Come storico lei non può dimenticare quello che è successo nel periodo del mandato britannico; furono 25 anni nei quali, alla convivenza pacifica fra arabi ed ebrei, si sostituì uno stato di tensione sfociato in numerosi attacchi contro gli ebrei. Questi nel 1919 (come si legge nell'accordo firmato a Londra tra Feisal e Weizmann), erano visti come i fratelli che potevano portare alla rinascita di quelle terre aride e desolate, al punto che Feisal benediceva l'immigrazione che sfuggiva ai pogrom russi e portava ricchezza e sviluppo fra gli arabi di Palestina. Per questa sua posizione Feisal venne ucciso dagli arabi e dopo tutto cambiò. Proprio in quegli anni, dei quali lei non parla, già venivano costruiti autobus blindati, per esempio, per difendersi dagli attacchi della popolazione araba. L'antica comunità ebraica di Hebron veniva annientata. E tanto altro ancora si potrebbe dire su questo argomento.

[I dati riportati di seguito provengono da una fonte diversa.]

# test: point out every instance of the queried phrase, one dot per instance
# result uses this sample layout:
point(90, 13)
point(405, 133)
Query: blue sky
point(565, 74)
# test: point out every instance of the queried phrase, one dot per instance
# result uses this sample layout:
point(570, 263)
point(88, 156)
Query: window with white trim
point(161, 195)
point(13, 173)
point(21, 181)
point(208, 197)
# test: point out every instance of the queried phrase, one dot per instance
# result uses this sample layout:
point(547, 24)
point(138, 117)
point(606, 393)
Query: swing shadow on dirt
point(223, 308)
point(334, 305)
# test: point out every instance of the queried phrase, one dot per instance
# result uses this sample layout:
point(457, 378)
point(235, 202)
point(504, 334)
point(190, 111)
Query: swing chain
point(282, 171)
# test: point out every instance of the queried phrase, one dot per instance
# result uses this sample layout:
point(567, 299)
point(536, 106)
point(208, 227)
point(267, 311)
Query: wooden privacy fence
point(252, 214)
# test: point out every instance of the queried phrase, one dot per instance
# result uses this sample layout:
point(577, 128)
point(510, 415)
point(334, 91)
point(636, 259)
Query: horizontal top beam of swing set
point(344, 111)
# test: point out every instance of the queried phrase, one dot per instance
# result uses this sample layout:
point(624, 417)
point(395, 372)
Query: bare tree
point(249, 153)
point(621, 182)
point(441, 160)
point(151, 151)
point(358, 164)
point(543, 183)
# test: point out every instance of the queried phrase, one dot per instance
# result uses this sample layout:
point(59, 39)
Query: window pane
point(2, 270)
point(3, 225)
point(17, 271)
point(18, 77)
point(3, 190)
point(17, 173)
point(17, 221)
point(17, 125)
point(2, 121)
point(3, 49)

Lei poi parla di una popolazione ebraica che, dopo secoli di tranquilla convivenza nei paesi arabi, partì dai vari paesi elencati per recarsi in Israele. Pensa lei, storico Romano, che sia stata una partenza volontaria? Non conosce le ragioni di questa partenza? Perché ha paura di dire che furono cacciati, da un giorno all'altro, senza potersi prendere alcunché dei beni messi da parte in anni di lavoro? Sono anche quelli dei profughi, dei quali però lei non fa mai menzione, nelle sue risposte.
Vede, Romano, se lei continua a scrivere solo parole deformanti una realtà storica, non rende un buon servizio non solo al suo nome (questo è un problema solo suo), ma neppure al nome del Corriere (e questo è un problema di tutti i lettori)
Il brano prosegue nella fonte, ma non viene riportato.